一攫千金を夢見る冒険者が集い、そんな彼等と取引を望む商人や、娯楽を提供する者も多数集まる巨大な街。

 遺跡で発見される宝物はもちろん、際限なく出現する魔物たちも、生体素材や上質の魔石などの富を冒険者たちに提供した。

 やがてザーレは、王国屈指の繁栄を誇る巨大都市へと発展していった。


 しかし、未だ全容の把握にほど遠いその遺跡群……多重化、多階層化された巨大迷宮は、数多の冒険者たちの命を奪い続ける存在だ。

 奥深く進むほど、強力で危険な魔物達が出現し、その分、得られる報酬も跳ね上がる。

 実力を身につけた一握りの冒険者だけが、巨万の富を得ていった。


 現在、ザーレには百二十万を超える人々が住み、ノイスヘルネ王国最大の都市となった。

 それでもまだ、攻略が完了した遺跡は、全体の三割にも満たないのだ。

 

 ザーレの街、外周部の東地区。


 この辺りは遺跡探索に出るための東門から近いこともあり、国家公認の冒険者ギルドの他、武器・防具屋、宝物の鑑定所、さらには怪我人を治療するための診療所なども多数存在している。 

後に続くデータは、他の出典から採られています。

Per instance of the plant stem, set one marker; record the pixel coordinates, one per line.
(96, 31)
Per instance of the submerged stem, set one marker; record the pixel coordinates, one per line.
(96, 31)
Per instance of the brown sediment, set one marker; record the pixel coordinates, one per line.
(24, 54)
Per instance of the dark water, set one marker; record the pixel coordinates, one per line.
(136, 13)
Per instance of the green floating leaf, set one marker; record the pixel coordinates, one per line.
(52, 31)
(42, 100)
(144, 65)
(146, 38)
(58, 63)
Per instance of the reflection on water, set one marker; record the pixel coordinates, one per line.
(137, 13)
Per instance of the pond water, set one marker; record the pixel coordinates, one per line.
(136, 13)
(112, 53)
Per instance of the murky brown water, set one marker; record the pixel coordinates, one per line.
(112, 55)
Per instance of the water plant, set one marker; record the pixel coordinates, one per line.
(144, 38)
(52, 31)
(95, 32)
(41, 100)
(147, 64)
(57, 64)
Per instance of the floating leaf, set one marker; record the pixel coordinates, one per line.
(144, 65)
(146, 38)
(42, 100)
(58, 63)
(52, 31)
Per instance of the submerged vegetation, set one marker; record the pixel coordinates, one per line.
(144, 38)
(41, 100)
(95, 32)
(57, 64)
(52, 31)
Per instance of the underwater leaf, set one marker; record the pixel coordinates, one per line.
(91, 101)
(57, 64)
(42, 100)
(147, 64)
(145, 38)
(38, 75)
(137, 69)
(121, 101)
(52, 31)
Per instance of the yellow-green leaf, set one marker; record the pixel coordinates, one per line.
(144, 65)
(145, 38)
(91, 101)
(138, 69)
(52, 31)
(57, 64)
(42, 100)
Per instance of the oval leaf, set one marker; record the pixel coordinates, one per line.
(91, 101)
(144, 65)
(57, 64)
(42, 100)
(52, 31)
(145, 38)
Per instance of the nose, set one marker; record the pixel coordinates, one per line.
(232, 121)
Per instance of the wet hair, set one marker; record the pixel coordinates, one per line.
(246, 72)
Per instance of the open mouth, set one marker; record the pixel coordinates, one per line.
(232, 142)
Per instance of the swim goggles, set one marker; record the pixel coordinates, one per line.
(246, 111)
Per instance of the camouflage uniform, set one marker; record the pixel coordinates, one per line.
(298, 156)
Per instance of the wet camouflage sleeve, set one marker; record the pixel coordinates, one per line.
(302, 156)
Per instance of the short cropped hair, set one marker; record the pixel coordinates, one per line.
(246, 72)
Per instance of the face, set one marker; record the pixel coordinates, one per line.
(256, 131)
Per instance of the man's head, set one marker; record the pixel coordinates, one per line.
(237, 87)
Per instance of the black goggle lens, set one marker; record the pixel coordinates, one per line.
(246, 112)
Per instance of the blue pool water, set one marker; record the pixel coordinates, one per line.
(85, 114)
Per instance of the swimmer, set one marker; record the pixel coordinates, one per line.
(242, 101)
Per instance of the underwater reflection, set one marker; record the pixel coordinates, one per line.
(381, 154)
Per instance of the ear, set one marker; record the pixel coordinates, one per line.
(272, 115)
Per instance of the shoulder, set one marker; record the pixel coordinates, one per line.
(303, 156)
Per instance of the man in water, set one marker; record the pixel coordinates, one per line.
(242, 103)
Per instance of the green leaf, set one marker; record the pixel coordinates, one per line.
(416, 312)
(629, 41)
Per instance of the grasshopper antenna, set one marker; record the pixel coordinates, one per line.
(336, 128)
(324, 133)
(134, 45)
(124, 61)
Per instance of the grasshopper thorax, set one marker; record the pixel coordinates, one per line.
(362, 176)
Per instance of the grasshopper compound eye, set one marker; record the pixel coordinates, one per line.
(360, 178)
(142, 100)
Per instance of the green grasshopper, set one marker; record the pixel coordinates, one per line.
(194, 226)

 その中で、表通りに存在する、この街では中規模となるアイテムショップ「魔法堂 銀狼の咆吼」で、小柄な新人の女性店員が慌ただしく接客に追われていた。


 彼女の名はアニー。

 十六歳、この国では成人と認められる歳になり、以前から興味を持っていた魔導アイテムの店員になることができた。

 彼女は通常の業務の他、もう一つの隠れた「訓練」を行っていた。それが「人間観察」だ。


 この店に客として訪れる人間が、強そうか、弱そうか。

 指名手配されている悪人ではないか、そうでなくとも挙動不審なところはないか。

 簡単に人を殺めることができる「魔道コンポーネント」を搭載した武器を販売するのだ、その辺りの見極めは重要だ。


 また、それが彼女の「本業」にも役立つことを知っていた。

「潜伏騎士見習い」……それが彼女の隠された職業だった。